The judge told Sarah Jane Young, whose father was killed in the attack when she was four years old, and relatives of other victims that awarding such damages would require an extension of the law which would be "for either parliament or the higher courts, and probably the supreme court".

Mr Justice Martin Spencer said it was the first time courts in England and Wales had considered the issue of exemplary damages in the context of a civil claim arising from a terrorist attack.

Lawyers for relatives of the four soldiers killed that day had argued that they were being denied some “measure of justice, and thereby closure,” as no one had ever been prosecuted, convicted and punished.

In light of the ruling, a spokesperson for the families said the law “urgently needs to be revised and extended to properly compensate victims and survivors of terrorism and to provide a significant deterrent against terrorists and terror groups, and those who finance and support them”.

The judge said he relied on a decision of the House of Lords in a case brought in Northern Ireland over the 1998 Omagh bombing, in which the law lords said it was not appropriate for them to “embark upon the radical extension” of the law needed to award exemplary damages.

He awarded Ms Young more than £715,000 in damages for losses sustained as a dependent of her father. However, he rejected her claim for a further £121,500 damages for the psychiatric injury she suffered, despite finding that post-traumatic stress disorder has "blighted her life".

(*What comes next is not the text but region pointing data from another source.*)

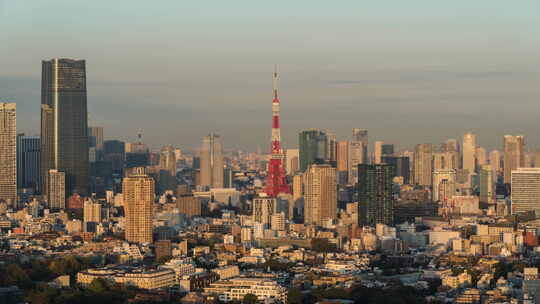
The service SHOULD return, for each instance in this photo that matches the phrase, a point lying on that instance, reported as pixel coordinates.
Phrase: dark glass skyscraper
(375, 201)
(313, 145)
(64, 126)
(401, 165)
(28, 155)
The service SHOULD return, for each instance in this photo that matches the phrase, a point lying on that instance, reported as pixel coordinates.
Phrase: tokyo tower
(276, 182)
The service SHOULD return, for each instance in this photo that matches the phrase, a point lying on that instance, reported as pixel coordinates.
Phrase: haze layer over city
(409, 72)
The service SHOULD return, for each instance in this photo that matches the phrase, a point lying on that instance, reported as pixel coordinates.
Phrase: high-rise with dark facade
(212, 162)
(401, 166)
(8, 153)
(375, 201)
(313, 145)
(28, 154)
(64, 126)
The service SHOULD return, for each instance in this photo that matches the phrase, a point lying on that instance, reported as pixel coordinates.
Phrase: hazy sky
(408, 71)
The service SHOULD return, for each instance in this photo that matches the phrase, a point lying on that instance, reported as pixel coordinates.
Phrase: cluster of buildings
(220, 225)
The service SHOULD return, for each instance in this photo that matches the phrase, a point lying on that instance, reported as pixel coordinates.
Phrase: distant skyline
(409, 72)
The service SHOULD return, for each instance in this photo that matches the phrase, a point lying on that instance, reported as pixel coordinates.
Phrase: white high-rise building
(378, 152)
(495, 163)
(212, 162)
(444, 185)
(355, 157)
(513, 155)
(469, 152)
(525, 190)
(292, 161)
(263, 209)
(487, 194)
(320, 194)
(8, 153)
(57, 189)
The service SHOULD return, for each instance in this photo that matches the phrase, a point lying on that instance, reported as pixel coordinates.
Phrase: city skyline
(397, 73)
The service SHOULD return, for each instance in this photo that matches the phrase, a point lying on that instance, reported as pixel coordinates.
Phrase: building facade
(525, 194)
(56, 193)
(313, 148)
(211, 162)
(320, 194)
(28, 154)
(8, 153)
(375, 201)
(469, 152)
(64, 125)
(423, 164)
(513, 155)
(138, 192)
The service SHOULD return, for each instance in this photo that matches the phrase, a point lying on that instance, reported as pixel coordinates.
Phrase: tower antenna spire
(276, 182)
(274, 81)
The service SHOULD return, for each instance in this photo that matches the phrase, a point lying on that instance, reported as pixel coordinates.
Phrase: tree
(164, 259)
(249, 299)
(295, 296)
(15, 275)
(98, 285)
(323, 245)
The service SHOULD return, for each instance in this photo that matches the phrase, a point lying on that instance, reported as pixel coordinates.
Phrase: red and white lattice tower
(276, 182)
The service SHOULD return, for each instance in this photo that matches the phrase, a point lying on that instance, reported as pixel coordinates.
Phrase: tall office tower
(423, 164)
(487, 193)
(525, 194)
(529, 160)
(8, 153)
(469, 151)
(445, 160)
(378, 152)
(375, 202)
(537, 158)
(331, 148)
(361, 135)
(342, 162)
(444, 185)
(450, 145)
(228, 180)
(189, 205)
(96, 133)
(513, 155)
(313, 145)
(138, 192)
(263, 209)
(167, 169)
(298, 187)
(481, 157)
(387, 150)
(495, 162)
(56, 193)
(64, 125)
(293, 161)
(320, 194)
(28, 153)
(276, 181)
(356, 157)
(298, 193)
(212, 162)
(400, 165)
(114, 152)
(91, 212)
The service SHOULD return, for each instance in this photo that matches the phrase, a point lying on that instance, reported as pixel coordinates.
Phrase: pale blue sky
(409, 71)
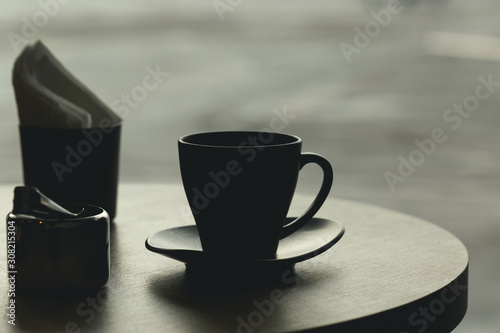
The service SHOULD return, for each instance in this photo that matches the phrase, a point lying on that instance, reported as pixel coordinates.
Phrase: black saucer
(183, 244)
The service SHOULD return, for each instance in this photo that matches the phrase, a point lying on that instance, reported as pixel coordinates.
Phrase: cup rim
(292, 139)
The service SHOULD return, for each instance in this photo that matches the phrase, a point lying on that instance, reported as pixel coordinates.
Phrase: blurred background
(359, 80)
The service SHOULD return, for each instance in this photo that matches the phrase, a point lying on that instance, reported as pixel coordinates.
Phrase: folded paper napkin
(49, 96)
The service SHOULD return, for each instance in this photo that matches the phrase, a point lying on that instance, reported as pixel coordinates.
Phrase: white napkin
(48, 95)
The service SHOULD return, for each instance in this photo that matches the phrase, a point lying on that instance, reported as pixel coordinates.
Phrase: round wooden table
(389, 273)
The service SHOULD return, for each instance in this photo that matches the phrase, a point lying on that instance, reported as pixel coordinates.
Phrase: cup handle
(299, 222)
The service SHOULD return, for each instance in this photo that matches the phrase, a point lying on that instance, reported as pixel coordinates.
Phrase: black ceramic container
(57, 253)
(73, 165)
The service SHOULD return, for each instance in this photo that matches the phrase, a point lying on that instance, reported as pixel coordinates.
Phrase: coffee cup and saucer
(239, 186)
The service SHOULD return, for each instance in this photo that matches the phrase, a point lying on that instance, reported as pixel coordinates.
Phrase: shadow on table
(233, 302)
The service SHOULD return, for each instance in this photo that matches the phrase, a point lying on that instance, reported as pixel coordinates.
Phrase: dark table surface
(389, 273)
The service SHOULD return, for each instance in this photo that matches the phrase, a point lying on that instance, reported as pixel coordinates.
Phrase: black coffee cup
(240, 186)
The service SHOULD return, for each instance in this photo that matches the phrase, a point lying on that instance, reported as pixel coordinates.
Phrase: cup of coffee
(240, 186)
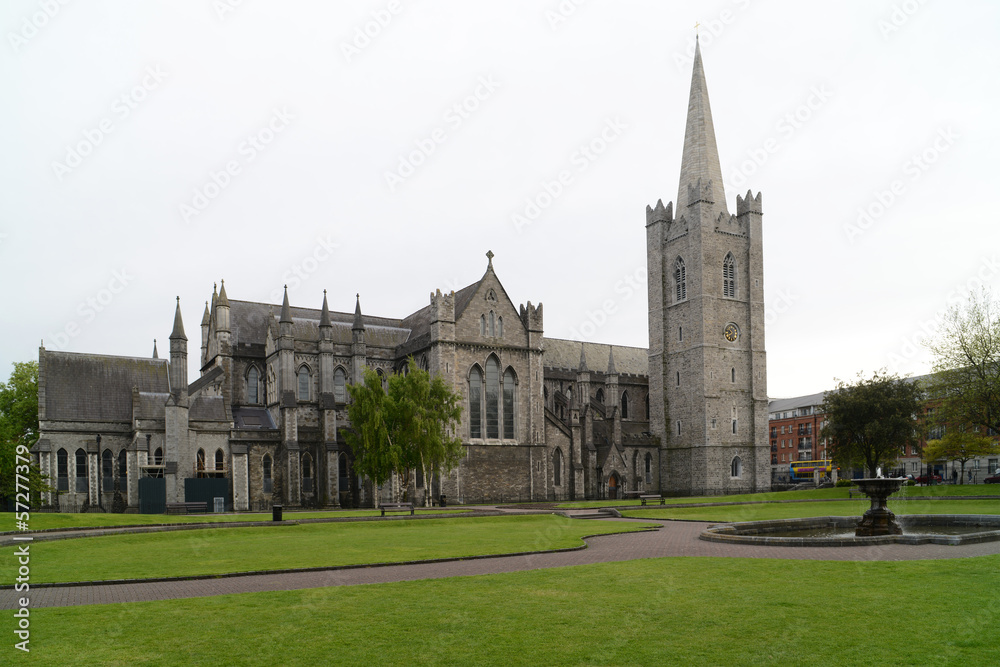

Ms Young’s barrister Anne Studd QC told the court that, as a four-year-old, Ms Young watched from her nursery window as her father left on horseback for the last time before hearing the explosion and seeing wounded soldiers return to the Knightsbridge barracks.

Matthew Jury, Ms Young's solicitor, said: "Sarah Jane's long brave fight has never been about anything other than the rights of her fellow victims and survivors of terrorism.

"Every day in the life of a victim and their families is irrevocably damaged by physical and mental injury, by the loss of loved ones and all too frequently, the denial of justice.

"Victims deserve truth and accountability. This matter will now progress to the court of appeal to ensure that this case and Sarah Jane may leave a legacy that will strengthen and serve the rights of all victims of terrorism."

It is unclear whether Ms Young will be able to claim the damages awarded to her as convicted IRA member John Downey transferred his assets to his wife following the launch of the civil claim against him.

Mr Downey’s trial began in 2014 but collapsed the following it was revealed a letter had mistakenly been sent to him by police assuring him that he would not be prosecuted over the attack.

The car bomb in July 1982 killed Squadron Quartermaster Corporal Roy Bright, 36, Lieutenant Dennis Daly, 23, Trooper Simon Tipper, 19, and Lance Corporal Jeffrey Young, 19, as they rode through Hyde Park to attend the changing of the guard.